I sigh and look down at the ground. It’s been nearly eight years since we separated. It was a mutual decision. I’m sure that Madison knows the basic facts of what happened because she and Aurora are so close. I don’t need to fill her in on those.
“She and I had a lot of fundamental differences. They were easy to overlook at first, but then…”
“Then, they weren’t. And she moved out.”
“She decided that she wanted a cut of my money but nothing to do with me. It was easier to just give her the money than to continue fighting with her.”
“Do you still love her?”
I shift, uncomfortable with the direction the conversation has taken. I look over and see that Georgie’s bowl of food is empty. I don’t know if it was Samson or Georgie who ate it, but I let go of Bigfoot’s leash because he’s eager to investigate.
I reach for Madison. There’s only one reason she is asking these questions. Could it be that she feels something stronger for me than just wanting sex? Because as I look at her, I realize it’s true for me. I like spending time with Madison and having conversations, even the tough conversations.
“No. I think I appreciate the fact that she gave birth to Aurora. I will always be grateful for that. But I don’t love her. I haven’t talked to her in several years. Is there a reason…” But before I can finish probing into Madison’s question, she answers the one I asked several minutes ago.
“What I really want to do is run a surf school.
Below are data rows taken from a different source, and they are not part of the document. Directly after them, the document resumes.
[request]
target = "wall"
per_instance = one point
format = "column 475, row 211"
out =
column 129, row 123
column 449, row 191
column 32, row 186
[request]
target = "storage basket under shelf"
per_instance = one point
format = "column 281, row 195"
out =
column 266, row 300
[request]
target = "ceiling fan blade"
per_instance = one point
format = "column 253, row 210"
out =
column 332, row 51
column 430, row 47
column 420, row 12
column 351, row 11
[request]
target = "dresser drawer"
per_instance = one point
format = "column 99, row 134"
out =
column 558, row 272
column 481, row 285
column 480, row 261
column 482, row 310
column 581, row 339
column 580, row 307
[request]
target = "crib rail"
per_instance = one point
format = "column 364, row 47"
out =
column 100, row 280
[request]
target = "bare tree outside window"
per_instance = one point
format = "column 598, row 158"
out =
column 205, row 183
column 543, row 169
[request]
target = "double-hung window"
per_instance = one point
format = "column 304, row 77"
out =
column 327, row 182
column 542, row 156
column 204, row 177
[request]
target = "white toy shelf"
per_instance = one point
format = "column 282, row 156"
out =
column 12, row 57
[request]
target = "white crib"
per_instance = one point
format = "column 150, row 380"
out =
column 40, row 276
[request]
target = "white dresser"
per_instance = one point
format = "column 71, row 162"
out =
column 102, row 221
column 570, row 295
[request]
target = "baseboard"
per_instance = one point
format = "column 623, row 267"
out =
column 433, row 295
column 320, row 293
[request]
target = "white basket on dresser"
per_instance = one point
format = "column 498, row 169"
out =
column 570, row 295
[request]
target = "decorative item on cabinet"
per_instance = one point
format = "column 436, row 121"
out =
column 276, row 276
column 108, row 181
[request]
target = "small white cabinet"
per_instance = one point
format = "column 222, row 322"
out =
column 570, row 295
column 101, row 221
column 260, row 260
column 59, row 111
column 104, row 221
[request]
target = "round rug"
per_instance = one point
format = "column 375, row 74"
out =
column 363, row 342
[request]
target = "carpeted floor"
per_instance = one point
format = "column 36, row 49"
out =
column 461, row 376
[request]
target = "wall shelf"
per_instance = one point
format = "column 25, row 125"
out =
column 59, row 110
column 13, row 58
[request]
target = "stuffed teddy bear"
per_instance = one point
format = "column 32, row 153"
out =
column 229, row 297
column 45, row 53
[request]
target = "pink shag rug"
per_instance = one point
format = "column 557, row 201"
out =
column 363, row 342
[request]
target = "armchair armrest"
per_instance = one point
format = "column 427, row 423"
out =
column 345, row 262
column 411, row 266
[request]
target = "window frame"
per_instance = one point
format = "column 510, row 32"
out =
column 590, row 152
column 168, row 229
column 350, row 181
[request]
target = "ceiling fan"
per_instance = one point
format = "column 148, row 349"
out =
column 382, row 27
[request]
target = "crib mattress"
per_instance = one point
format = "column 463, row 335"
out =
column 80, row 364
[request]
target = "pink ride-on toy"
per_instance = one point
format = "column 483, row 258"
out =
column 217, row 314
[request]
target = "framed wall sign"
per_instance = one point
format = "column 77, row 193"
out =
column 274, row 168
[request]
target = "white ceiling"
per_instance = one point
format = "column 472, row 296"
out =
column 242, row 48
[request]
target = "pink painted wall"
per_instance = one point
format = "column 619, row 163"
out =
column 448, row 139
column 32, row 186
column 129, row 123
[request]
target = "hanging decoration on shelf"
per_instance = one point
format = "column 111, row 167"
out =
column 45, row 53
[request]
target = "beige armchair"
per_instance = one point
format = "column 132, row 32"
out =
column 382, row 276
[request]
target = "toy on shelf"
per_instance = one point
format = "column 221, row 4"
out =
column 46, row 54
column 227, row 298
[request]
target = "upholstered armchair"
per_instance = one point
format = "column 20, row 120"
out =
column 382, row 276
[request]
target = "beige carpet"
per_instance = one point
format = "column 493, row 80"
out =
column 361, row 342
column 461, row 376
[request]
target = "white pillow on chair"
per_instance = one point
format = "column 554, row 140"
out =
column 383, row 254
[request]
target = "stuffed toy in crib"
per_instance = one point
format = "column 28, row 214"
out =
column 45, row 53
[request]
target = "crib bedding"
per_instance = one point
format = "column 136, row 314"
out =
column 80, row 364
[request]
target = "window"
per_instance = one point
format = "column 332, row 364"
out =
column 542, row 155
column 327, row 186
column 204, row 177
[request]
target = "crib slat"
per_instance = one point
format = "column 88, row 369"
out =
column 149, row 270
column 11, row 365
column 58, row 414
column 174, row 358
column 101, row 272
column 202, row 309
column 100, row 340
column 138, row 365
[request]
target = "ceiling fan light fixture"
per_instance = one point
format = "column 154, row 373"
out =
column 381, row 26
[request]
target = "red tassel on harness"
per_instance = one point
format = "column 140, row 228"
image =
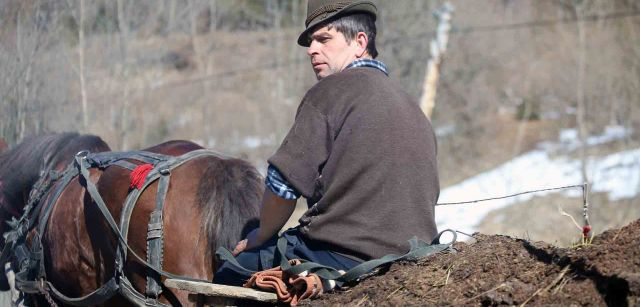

I don’t want to deal with slobbery dogs every day. They are cute, but it’s like they invade every corner of my life. There is still a lot of dog hair in my bedroom even though I keep the door closed all the time.”
I remember when she showed up at my front door and asked to borrow money. I turned her down without even really considering her offer. That wasn’t fair of me. Now, I feel guilty even though it happened weeks ago.
Bella jumps up and pushes against the door of the kennel. “Well, I should take the dogs for a run. I’ll bring them back in a little bit so tired that they will fall asleep and not move until morning.”